Comme à cinq ans on est une grande personne, On lui disait parfois: «Prends ton frère, mignonne,» Et, fière, elle portait dans ses bras le bébé, Quels soins alors! L’enfant n’était jamais tombé. Très grave, elle jouait à la petite mère. Hélas! le nouveau-né fut un ange éphémère. On prit sur son berceau mesure d’un cercueil; Et la sœur de cinq ans a des habits de deuil, Ne parle ni ne joue et, très préoccupée, Se dit: «Je n’aime plus maintenant ma poupée.»

* * * * *

Je rêve, tant Paris m’est parfois un enfer, D’une ville très calme et sans chemin de fer, Où, chez le sous-préfet, en vieux garçon affable, Je lirais, au dessert, mon épître ou ma fable.
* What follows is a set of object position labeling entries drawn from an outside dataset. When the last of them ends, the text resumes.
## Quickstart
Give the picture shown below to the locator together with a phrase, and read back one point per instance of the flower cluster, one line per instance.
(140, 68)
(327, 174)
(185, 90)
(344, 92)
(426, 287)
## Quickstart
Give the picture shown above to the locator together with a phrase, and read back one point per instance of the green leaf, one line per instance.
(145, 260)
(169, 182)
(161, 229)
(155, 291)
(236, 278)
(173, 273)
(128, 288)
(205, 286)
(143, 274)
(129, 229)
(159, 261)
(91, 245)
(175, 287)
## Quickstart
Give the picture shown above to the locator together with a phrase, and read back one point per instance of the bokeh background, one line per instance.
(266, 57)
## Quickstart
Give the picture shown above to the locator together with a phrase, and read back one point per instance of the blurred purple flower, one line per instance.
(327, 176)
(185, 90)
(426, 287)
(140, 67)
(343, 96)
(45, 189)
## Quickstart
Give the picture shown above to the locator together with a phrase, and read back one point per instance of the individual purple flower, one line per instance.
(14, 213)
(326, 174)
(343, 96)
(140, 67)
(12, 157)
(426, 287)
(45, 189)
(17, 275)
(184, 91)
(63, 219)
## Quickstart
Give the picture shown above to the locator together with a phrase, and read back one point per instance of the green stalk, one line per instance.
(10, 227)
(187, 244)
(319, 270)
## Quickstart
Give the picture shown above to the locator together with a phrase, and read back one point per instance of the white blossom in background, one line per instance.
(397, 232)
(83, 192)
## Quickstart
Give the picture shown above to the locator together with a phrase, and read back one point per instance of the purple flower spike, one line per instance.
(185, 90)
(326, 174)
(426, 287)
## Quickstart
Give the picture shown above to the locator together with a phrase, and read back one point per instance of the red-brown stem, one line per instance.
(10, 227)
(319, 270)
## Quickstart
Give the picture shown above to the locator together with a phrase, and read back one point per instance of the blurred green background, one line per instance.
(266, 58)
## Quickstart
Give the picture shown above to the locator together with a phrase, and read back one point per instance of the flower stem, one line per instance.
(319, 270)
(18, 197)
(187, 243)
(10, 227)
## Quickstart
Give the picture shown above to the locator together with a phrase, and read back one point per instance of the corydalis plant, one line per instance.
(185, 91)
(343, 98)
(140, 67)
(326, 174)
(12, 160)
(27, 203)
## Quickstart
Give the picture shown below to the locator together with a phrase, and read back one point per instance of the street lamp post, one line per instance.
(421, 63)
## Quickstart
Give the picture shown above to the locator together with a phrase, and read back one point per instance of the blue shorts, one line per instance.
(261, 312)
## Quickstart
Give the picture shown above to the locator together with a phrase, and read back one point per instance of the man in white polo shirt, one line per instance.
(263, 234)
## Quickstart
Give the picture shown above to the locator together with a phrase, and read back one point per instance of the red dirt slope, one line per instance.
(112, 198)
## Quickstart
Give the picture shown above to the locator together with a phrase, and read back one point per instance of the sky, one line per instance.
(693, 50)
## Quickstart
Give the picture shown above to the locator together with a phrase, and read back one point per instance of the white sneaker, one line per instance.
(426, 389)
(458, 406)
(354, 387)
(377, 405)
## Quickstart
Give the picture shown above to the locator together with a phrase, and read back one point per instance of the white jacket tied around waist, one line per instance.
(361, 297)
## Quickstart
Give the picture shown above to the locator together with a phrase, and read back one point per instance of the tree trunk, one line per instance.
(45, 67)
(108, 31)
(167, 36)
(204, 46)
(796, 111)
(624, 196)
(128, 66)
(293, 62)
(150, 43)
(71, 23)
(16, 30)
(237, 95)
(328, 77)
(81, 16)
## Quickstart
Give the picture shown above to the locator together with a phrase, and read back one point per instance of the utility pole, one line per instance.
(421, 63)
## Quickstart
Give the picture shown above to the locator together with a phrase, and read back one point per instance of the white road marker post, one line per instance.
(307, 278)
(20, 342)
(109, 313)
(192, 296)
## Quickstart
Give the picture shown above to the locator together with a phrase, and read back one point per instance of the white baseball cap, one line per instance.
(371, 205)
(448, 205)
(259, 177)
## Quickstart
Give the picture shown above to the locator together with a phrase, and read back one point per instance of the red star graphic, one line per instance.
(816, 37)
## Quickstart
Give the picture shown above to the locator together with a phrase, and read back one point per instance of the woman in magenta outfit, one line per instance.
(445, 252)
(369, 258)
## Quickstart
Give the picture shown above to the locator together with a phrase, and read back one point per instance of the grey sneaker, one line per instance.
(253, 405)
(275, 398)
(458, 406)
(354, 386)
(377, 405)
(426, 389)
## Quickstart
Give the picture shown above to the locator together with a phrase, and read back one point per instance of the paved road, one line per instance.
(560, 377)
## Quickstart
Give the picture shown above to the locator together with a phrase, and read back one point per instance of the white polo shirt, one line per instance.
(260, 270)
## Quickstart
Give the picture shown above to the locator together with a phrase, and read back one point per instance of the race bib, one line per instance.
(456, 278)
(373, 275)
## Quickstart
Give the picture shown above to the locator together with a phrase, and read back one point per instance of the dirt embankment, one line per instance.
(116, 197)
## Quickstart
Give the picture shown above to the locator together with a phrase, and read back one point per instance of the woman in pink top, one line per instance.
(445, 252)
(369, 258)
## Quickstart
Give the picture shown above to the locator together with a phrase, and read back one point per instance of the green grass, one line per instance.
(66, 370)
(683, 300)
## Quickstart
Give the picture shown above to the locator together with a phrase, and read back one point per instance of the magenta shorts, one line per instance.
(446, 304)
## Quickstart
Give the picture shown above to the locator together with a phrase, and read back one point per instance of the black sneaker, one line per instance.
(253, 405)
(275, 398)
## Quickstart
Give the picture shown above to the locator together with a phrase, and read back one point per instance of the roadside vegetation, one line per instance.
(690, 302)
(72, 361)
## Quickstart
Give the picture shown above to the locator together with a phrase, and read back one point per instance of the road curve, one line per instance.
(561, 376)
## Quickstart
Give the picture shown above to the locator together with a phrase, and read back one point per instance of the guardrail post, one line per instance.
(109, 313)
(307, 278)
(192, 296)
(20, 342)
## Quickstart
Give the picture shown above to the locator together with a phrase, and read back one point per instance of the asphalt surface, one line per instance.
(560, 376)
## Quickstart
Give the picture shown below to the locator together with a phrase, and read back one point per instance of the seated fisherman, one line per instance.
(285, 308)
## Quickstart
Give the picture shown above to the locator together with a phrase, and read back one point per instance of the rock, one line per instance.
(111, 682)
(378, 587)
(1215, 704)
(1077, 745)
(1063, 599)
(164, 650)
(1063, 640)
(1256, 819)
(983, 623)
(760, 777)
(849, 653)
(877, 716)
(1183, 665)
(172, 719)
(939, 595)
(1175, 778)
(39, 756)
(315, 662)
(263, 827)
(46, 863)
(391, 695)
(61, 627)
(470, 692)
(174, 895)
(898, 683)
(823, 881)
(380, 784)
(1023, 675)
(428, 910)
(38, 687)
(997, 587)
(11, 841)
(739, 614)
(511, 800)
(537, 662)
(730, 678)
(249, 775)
On se dirait tout bas, comme un mignon péché, Un quatrain très mordant que j’aurais décoché. Là, je conserverais de vagues hypothèques. On voudrait mon avis pour les bibliothèques; Et j’y rétablirais, disciple consolé, Nos maîtres, Esménard, Lebrun, Chênedollé.

* * * * *

Assis, les pieds pendants, sous l’arche du vieux pont, Et sourd aux bruits lointains à qui l’écho répond, Le pêcheur suit des yeux le petit flotteur rouge. L’eau du fleuve pétille au soleil. Rien ne bouge. Le liège soudain fait un plongeon trompeur, La ligne saute. – Avec un hoquet de vapeur Passe un joyeux bateau tout pavoisé d’ombrelles; Et, tandis que les flots apaisent leurs querelles, L’homme, un instant tiré de son rêve engourdi, Met une amorce neuve et songe: – Il est midi.